Entonces, frente al estrado, Claudia se encontraba estoica, firme ante la bandera del país que tanto ansiaba gobernar. El Senado, abarrotado de líderes mundiales, hacía palpitar su corazón a gran velocidad, tal como aquella noche de marzo cuando Xóchitl rozó su mano.
—¡No! —pensó Claudia, conteniendo aquel dulce pero doloroso recuerdo.
Las cámaras del cuarto poder no perdían ni un solo detalle de su semblante. Tenía que mantenerse serena y no ceder ante los nervios; la ansiedad recorría su cuerpo como una fría brisa de invierno, como aquel invierno cuando en la cámara de diputados ambas mujeres perpetraron su amor.
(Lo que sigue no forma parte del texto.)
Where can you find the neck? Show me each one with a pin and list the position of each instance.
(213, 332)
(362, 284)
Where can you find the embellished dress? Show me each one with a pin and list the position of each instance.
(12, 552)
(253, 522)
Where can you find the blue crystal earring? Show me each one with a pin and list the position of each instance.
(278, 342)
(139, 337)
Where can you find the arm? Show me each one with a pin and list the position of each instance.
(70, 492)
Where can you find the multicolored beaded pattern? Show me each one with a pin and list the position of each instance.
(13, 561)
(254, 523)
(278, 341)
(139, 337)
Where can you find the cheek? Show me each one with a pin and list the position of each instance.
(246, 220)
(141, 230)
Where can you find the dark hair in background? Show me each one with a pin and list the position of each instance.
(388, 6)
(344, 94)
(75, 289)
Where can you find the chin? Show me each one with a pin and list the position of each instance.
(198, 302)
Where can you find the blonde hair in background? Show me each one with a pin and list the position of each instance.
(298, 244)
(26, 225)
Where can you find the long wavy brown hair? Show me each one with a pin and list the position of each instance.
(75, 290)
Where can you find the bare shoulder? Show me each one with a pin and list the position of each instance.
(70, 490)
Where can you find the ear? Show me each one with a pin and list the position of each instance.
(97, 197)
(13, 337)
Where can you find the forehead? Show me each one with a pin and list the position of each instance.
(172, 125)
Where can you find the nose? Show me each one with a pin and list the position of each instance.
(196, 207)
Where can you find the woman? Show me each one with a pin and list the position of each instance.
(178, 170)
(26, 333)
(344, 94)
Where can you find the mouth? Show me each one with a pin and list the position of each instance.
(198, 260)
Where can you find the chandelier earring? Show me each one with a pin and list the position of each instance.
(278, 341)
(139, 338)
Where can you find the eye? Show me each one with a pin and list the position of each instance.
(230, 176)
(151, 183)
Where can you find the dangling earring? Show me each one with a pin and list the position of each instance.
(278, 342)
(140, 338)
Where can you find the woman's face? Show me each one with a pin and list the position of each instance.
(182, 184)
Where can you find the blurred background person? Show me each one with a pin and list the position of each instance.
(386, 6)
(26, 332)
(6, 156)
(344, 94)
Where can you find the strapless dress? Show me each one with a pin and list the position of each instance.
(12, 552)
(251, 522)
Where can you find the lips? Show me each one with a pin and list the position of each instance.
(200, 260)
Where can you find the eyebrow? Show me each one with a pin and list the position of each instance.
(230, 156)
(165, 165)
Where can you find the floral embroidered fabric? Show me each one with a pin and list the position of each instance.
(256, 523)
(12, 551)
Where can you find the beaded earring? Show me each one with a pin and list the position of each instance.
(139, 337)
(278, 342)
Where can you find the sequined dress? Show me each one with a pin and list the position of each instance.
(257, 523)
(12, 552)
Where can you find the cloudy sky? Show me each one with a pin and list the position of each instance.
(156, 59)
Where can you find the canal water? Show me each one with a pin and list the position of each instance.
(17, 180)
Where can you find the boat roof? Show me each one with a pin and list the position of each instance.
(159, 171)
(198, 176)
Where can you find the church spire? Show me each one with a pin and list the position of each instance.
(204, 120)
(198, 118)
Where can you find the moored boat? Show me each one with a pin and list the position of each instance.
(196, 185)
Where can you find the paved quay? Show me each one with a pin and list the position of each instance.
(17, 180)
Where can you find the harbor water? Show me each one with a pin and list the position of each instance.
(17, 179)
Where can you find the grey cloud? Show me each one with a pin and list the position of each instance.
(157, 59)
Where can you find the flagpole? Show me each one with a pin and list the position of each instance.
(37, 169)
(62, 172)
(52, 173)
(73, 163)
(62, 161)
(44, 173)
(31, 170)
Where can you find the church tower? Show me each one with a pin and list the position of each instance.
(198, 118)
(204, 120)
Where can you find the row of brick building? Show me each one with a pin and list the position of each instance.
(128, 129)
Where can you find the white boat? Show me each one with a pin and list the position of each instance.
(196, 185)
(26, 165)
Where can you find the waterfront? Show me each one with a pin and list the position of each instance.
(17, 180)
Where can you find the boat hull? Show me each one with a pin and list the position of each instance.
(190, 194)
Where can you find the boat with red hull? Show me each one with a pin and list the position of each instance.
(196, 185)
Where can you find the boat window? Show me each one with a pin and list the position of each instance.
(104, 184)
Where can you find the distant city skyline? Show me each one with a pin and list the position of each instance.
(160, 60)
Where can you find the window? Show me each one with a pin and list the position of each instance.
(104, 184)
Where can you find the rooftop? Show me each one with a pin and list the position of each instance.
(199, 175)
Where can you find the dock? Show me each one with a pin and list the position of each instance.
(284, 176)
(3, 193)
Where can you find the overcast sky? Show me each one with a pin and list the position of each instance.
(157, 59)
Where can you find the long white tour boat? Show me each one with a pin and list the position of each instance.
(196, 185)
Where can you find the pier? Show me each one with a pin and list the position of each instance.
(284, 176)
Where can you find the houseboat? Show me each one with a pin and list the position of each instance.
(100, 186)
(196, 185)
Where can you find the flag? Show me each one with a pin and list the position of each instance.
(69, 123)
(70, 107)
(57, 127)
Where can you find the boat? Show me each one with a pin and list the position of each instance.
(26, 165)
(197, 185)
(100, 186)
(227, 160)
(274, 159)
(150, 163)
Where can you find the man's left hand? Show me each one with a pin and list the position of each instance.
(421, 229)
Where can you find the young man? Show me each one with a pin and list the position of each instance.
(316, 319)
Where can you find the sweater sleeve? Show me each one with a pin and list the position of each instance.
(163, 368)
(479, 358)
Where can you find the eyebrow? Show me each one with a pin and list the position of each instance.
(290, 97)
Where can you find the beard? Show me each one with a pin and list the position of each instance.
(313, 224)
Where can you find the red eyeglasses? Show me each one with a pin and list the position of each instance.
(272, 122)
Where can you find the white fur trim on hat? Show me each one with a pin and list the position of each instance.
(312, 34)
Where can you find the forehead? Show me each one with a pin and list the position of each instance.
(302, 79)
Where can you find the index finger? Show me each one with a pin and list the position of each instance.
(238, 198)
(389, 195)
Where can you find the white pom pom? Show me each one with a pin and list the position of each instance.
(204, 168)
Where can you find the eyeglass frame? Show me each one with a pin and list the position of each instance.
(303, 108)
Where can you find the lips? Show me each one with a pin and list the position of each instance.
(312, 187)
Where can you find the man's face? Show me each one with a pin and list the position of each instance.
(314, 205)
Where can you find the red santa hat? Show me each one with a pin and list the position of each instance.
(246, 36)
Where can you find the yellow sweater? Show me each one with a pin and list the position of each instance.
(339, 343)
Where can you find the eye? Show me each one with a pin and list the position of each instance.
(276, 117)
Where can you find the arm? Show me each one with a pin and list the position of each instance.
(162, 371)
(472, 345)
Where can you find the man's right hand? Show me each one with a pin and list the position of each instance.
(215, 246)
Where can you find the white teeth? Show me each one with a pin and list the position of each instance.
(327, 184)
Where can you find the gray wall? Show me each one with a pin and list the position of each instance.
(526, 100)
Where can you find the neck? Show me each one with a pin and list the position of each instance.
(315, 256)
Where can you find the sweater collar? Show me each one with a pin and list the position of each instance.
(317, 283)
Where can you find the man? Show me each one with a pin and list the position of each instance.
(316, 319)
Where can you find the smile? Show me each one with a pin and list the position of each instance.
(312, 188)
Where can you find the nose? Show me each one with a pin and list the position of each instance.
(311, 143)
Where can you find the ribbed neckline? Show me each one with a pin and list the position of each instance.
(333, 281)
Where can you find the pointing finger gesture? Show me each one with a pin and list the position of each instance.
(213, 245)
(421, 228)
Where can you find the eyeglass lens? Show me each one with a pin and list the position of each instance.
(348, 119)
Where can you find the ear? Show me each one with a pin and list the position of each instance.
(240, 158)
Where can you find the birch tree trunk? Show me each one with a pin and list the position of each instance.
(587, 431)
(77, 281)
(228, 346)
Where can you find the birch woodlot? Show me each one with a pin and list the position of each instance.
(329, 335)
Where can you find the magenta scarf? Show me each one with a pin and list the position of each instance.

—¡Que no! —volvió a gritar en su interior Claudia, conteniendo su sentir.
Claudia miraba a Andrés, aquel hombre al que tanto admiraba y cuya confianza recaía en ella con gran pesar. Parecía una estatua cuyo amable gesto transmitía tranquilidad pero mantenía sobriedad para no decepcionar con informalidades. Su fantasía estaba a punto de consumarse: estaba a minutos de ser la primera presidenta de México. Aquello con lo que tanto soñó finalmente se haría realidad. Pero, ante tal fantasía, recordó su primer y más grande anhelo... Xóchitl.
Las curvas de aquella intrépida ciclista la hacían temblar solo de pensarla. La sonrisa risueña de aquella mascadora de chicle amateur le hacía palpitar el corazón de emoción. Su humilde origen llenaba de admiración su alma. Recordó aquella noche en que se quedaron solas ante la cámara del poder legislativo. Cómo aquella tribuna federal, testigo de los más grandes enojos y rabietas de senadores, también había sido testigo del más dulce amor. Su piel fundiéndose con la de Xóchitl, sus labios expresando amor sin palabras, la desnudez física y espiritual de ambas amantes, era el más grande acto de pasión que había visto el país.
Finalmente, era la hora. Andrés se acercaba para entregarle la codiciada banda presidencial, para nombrarla la regente absoluta de este paraíso. Pero en la mente de Claudia no se encontraba México, solo estaba Xóchitl.
—¡Renuncio! —gritó Claudia para el mundo—. Durante los últimos seis meses mi único anhelo ha sido ser presidenta de México, pero durante los últimos tres años mi más grande y secreto anhelo ha sido ser Claudia Sheinbaum de Gálvez. Ante este tribunal, declaro mi amor a Xóchitl Gálvez, quien espero pueda perdonarme y volver a amarme.
La sala quedó en silencio. Todo México veía atónito cómo aquella mujer, con la cabeza en alto, bajaba de la tribuna y se perdía ante la salida de la cámara. Xóchitl, tras su televisor, veía todo el espectáculo y su marchito corazón floreció de nuevo. Salió a la calle, tal cual un infante yendo a abrir sus obsequios de Navidad. Gálvez Ruiz, con velocidad e ilusión, se dirigió a Candelaria para encontrar a su amada.
En una esquina encontró a Sheinbaum Pardo, recargada en un poste mirando con serenidad el atardecer. La suave brisa de diciembre acariciaba las mejillas de Claudia con gran ternura.
Gálvez bajó de su bicicleta y corrió hacia su amada. Claudia olió aquel dulce perfume de nopal con agave que tanto caracterizaba a Xóchitl y rápidamente identificó a la dueña de su corazón.
—¿Por qué? —increpó Gálvez—. Era la presidencia, ¿por qué dejarías el poder por mí?
—Mi dulce Xóchitl, el poder solo es una ilusión. La verdadera felicidad está en el amor. En el amor que me has entregado, aquel amor que tanto calor me ha brindado. Mi felicidad está en ti, en verte despertar por las mañanas, en verte preparar gelatinas, en verte pedalear, en verte pegar tus chicles donde encuentres, en verte expresar tu clasismo, en verte sonreír. Eso es mi felicidad; el poder no es necesario si te tengo a ti.
Claudia Sheinbaum y Xóchitl Gálvez cedieron ante su amor y reconciliaron su sentir con un dulce beso bajo un atardecer en Metro Candelaria.